Change of pace
2019/01/12
Last year I tried to do one blog post every other week starting in march (and almost succeeded).
I did 18 posts total with the first post on March 9th averaging 15.6 days between posts (with some outliers at 40-50 days but also quite a few posts within 7 or less days between each other).
Date of post / | Days since last post |
---|---|
09/03/2018 | |
11/03/2018 | 2 |
18/03/2018 | 7 |
02/04/2018 | 15 |
11/04/2018 | 9 |
31/05/2018 | 50 |
01/07/2018 | 31 |
11/08/2018 | 41 |
25/08/2018 | 14 |
31/08/2018 | 6 |
09/09/2018 | 9 |
15/09/2018 | 6 |
22/09/2018 | 7 |
06/10/2018 | 14 |
20/10/2018 | 14 |
03/11/2018 | 14 |
16/11/2018 | 13 |
30/11/2018 | 14 |
15/12/2018 | 15 |
Overall I came just short of the total goal (21 posts in 43 weeks since March 9th).
Recap
While I didn’t quite reach the goal it was still a lot of fun (and also stressful).

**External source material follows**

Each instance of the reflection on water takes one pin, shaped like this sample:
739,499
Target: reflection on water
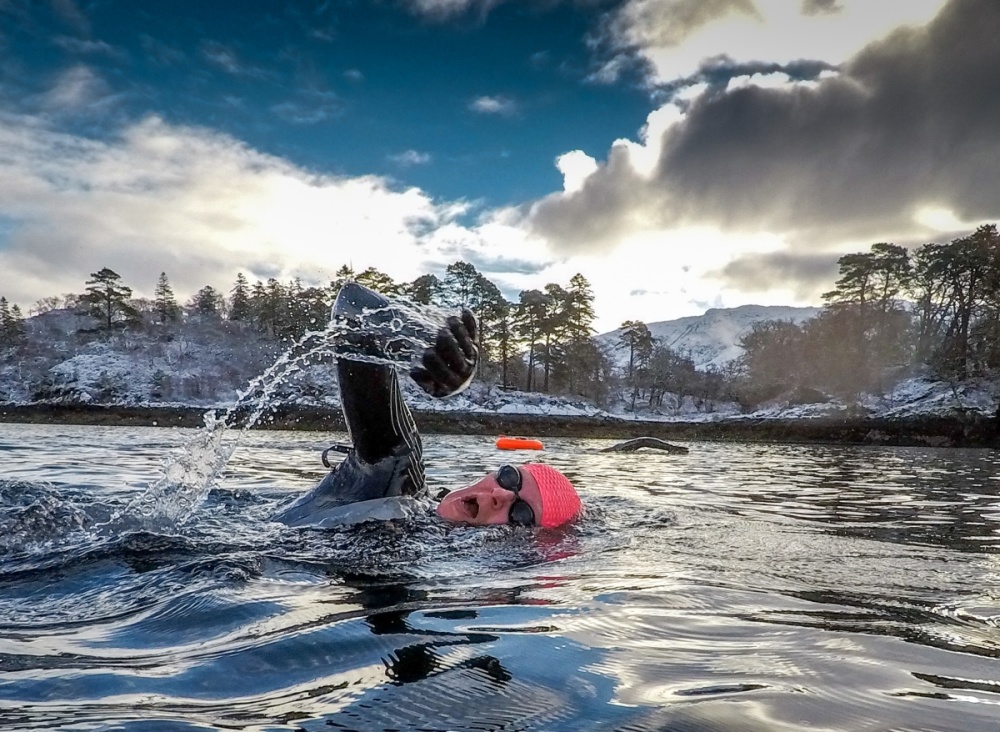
740,587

Producing consistent content has been hard for me because I was doing it on the side and in general I tend to not blog about “old stuff I already know” but rather about new stuff I just learned or am in the process of using.

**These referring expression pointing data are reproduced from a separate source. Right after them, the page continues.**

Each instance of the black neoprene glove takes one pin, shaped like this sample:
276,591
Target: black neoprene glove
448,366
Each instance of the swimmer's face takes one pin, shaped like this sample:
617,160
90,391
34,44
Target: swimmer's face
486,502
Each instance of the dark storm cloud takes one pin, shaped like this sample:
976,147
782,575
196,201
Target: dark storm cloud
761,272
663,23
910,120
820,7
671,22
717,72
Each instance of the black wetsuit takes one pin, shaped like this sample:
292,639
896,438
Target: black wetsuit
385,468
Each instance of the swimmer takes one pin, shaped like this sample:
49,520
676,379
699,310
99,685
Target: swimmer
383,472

This means that even though there is a lot of “easy” stuff that I could write about, I often picked topics that I was just recently working on.
Also to produce a new blogpost I first like to invest quite a bit of time to actually use what I will be blogging about which means a blog post that can be written in 1 hour (if the subject is known) actually takes me 10-20 hours to produce because I first implement whatever I will be writting about.
Going forward
For this year I plan to do only one post per month to increase consistency. I’m aiming for the second saturday of every month as the release date.
This will give me more time for each post to refine.
Overall I want to blog more about “stuff I already know” (I barely blogged about any gamedev stuff last year despite my blogs current tagline “.Net, Azure and occasionally gamedev”).
I realised that there’s a lot of stuff I know (and take for granted) that I never talk about because I (wrongly) tend to assume that everyone knows it already.
This year I realized that my assumption was wrong (for example everyone I talked to about it learned something from me about Shells and Mklink).
While these aren’t “essentials” to using Windows or developing software they can easily improve productivity of anyone so I will probably be talking more about similar productivity stuff as well.